Profile: Holly James Johnston
Holly is reading for an MSt in modern English. Holly performs as the drag king Orlando, taking inspiration from 19th and 20th century literature and history.
Why did you apply for an MSt in English at Oxford?
In the third year of my undergraduate degree, my tutor advised me that I might stick to my deadlines better if I didn’t do so much research for each of my tutorial essays. For the record, I really was doing too much research – he was doing me a favour! That moment, however, became a clear indicator for me that I should pursue postgraduate study. I was itching for the chance to conduct research on a bigger scale, something the Master’s programme here has allowed me to do.
Give your specialist subject pitch.
My research focuses on lesbian and queer coming-of-age narratives in female-authored early twentieth-century fictions of development. Examining the ways in which queer identity affects expected sociocultural trajectories of womanhood, my work studies how this produces alternative developmental narratives.
What does a day in your life look like?
Most days start with a to-do list. I love a to-do list. You can’t go wrong. It holds me accountable, but it also makes research projects a lot more manageable, both on a pragmatic and mental level. During term time I am either in the library or attending a seminar, but I do ensure that I treat my work like a 9-5 job. Research has a tendency of being all-consuming, and I make a conscious effort to spend time away from it.
How did Orlando come about? What have you learnt across over three years of performing?
I didn’t realise it at the time but Orlando was first and foremost a coming-of-age project. I started drag in January of 2017, and by the end of that year, having come out as gay, my life was unrecognisable to the life I’d had before. I’d been searching for an entry point into drag for a while when I watched Sally Potter’s film adaptation of Virginia Woolf’s Orlando (1928). Hearing Jimmy Somerville’s falsetto-gilted song “Coming” at the end of the film was a revelation. I debuted on the Royal Vauxhall Tavern stage with a lip-sync-cum-dance to the song. Choosing to reverse Woolf’s novel, where Woolf’s Orlando begins his life in the reign of Elizabeth I as a teenage boy and ends up as a twentieth-century woman several hundred years later, on stage my Orlando began their life as a woman and ended up as a rather beautiful man. From then onwards, I adopted Orlando as my drag name, and have been performing as a Drag King ever since. The main thing I’ve learnt is to have fun with it. It is drag, after all.

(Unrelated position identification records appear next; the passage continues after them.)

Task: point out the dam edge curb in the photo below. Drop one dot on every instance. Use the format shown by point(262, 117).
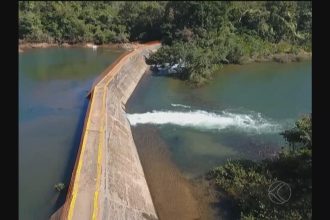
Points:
point(102, 82)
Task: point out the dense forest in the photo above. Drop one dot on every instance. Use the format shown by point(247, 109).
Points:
point(247, 182)
point(198, 36)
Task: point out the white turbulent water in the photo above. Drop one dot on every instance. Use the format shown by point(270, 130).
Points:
point(207, 120)
point(180, 105)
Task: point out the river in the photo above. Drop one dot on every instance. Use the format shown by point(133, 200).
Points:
point(183, 132)
point(53, 84)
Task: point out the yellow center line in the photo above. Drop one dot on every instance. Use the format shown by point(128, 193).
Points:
point(80, 162)
point(101, 138)
point(99, 157)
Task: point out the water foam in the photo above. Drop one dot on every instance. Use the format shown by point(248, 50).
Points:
point(207, 120)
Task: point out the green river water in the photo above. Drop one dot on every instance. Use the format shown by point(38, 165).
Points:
point(239, 114)
point(53, 84)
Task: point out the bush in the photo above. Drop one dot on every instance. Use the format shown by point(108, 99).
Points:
point(247, 182)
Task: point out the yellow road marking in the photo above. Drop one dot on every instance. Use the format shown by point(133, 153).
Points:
point(77, 176)
point(99, 154)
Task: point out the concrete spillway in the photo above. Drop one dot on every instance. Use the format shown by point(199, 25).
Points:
point(108, 181)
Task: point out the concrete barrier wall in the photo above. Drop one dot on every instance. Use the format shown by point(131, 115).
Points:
point(108, 181)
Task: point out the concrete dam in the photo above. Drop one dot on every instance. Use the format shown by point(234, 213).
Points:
point(108, 181)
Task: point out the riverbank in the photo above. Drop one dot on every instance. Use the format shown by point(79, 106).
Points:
point(278, 57)
point(23, 46)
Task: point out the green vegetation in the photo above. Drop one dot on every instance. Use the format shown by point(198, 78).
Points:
point(247, 182)
point(200, 35)
point(59, 186)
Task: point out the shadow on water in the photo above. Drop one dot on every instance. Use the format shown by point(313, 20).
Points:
point(72, 156)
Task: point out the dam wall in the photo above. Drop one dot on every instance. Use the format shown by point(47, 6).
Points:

Where do you draw inspiration from?
Books, primarily. I was fascinated by tomboys and dandies growing up, and always felt an affinity towards fictional depictions of female masculinity and feminine men. For me, drag is a really joyous way of recapturing these early inspirations, from that time when I didn’t know who I was, and channeling them into an inherently queer art form. I’ve performed pieces inspired by Oscar Wilde’s The Picture of Dorian Gray (1890), Sarah Water’s Tipping the Velvet (1998), and as a wildcard I’ve even performed as Charles Dickens’s Miss Havisham. There is nothing quite like embodying the mentality of a woman who has sat festering in her wedding dress for decades on end because she was jilted at the altar.
Tell us about “The Art of Being a Dandy” video you presented for Tate.
As part of the Tate Britain Aubrey Beardsley exhibition programme, I presented a video titled “The Art of Being a Dandy” alongside curator and art historian Stephen Calloway. Throughout the video we discuss Aubrey Beardsley, decadence, dandyism, and how I’ve reinterpreted the dandy through Drag King performance. As I state in the video, most if not all popular representations of the dandy are male. On a personal level, therefore, I really cherished the opportunity to highlight how masculinity is being reimagined by individuals who are not male. It was also important for me to represent and hopefully raise the profile of Drag Kings. RuPaul’s Drag Race has undoubtedly brought the work of Drag Queens into mainstream culture, but RuPaul Charles has said in the past that “Drag loses its sense of danger and its sense of irony once it’s not men doing it”. I would like to see this fully reconsidered in the future. Drag is for everyone, and I hope to see more recognition of female, transgender, and non-binary performers in due course.